The Margaret Laurence Home is a designated Provincial Heritage Site and a Level 2 Museum. This is the house where Margaret Laurence grew up in Neepawa as a youth. In addition the Riverside Cemetery in Neepawa is her final resting place. The cemetery's Davidson Memorial was the signature of Laurence's book The Stone Angel. This cemetery is also the furthest west that any Titanic passenger was buried. The Beautiful Plains Museum is a Heritage Railway Station that has been the home of the museum since 1981. The original railway station itself was built in 1901.
One of the finest golf courses in Manitoba, this course is challenging yet responsive and fair for all caliber of golfer. Built along the escarpment of the Whitemud River, the natural beauty of this course is second to none. The well-established trees and beautiful terrain is enhanced by the winding river. The breathtaking views from the elevated tees is reason enough to visit. Take time to admire the scenery and you may be lucky enough to spot some of the wildlife inhabiting our course. Judges from the Communities in Bloom in 2003 state “The golf course has undergone a huge expansion that has been carefully done to preserve the natural beauty of the area.” Judges also cited under environmental awareness, “That the natural habitat is being protected with careful planning and professional management of the entire golf course property.”

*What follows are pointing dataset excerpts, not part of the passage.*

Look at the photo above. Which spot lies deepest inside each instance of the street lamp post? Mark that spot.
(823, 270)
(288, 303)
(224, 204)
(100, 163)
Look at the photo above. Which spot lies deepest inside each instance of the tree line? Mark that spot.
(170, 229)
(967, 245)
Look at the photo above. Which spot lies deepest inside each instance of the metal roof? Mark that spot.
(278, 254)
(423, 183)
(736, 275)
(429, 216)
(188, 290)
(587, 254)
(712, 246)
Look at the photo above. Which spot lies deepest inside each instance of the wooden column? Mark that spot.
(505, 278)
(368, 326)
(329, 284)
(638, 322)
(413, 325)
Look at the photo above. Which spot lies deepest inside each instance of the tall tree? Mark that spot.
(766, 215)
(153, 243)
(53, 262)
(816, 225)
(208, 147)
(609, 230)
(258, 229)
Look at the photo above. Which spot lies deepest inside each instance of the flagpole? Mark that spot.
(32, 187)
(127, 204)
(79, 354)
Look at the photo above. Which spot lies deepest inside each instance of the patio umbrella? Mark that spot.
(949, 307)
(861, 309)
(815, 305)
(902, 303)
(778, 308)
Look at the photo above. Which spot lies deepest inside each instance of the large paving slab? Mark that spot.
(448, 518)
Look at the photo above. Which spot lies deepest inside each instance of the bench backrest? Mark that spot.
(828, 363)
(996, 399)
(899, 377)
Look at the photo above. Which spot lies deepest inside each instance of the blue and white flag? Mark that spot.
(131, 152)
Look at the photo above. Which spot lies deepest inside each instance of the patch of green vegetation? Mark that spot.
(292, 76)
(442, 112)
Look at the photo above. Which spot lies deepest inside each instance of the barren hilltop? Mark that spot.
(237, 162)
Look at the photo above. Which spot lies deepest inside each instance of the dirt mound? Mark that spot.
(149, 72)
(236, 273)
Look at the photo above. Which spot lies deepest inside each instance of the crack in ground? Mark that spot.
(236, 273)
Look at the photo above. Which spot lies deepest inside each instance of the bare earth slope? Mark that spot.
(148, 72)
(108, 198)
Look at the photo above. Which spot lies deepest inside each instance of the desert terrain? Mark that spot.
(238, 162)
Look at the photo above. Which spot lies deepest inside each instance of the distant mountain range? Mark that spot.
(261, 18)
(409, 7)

Neepawa is the proud home of the Neepawa Natives Junior A Hockey Club- a member of the Manitoba Junior Hockey League. The team has a large fan base from not only the Town, but the surrounding areas.
The Roxy Theatre, originally built as the Neepawa Opera House, one of Manitoba's oldest entertainment establishments. Construction began in 1905 after the town's first opera house had been destroyed by fire. By early spring the next year, it became operational. The new Opera House established itself as the social hub of the community. Its stage was home to vaudeville, burlesque, silent movies, talkies, victory drives, and of course, operas. It also housed many political debates and appearances by politicians such as Prime Minister William Lyon Mackenzie King and Manitoba Premier John Bracken.
By the early 1930s, the Opera House had been converted to the Roxy Theatre. But over the years, changes affecting leisure activity, especially the advent of television, made it difficult to maintain interest in the theatre. The theatre had been closed for several years before it reopened in July 1988 under the administration of the Neepawa Theatre Center (NTC).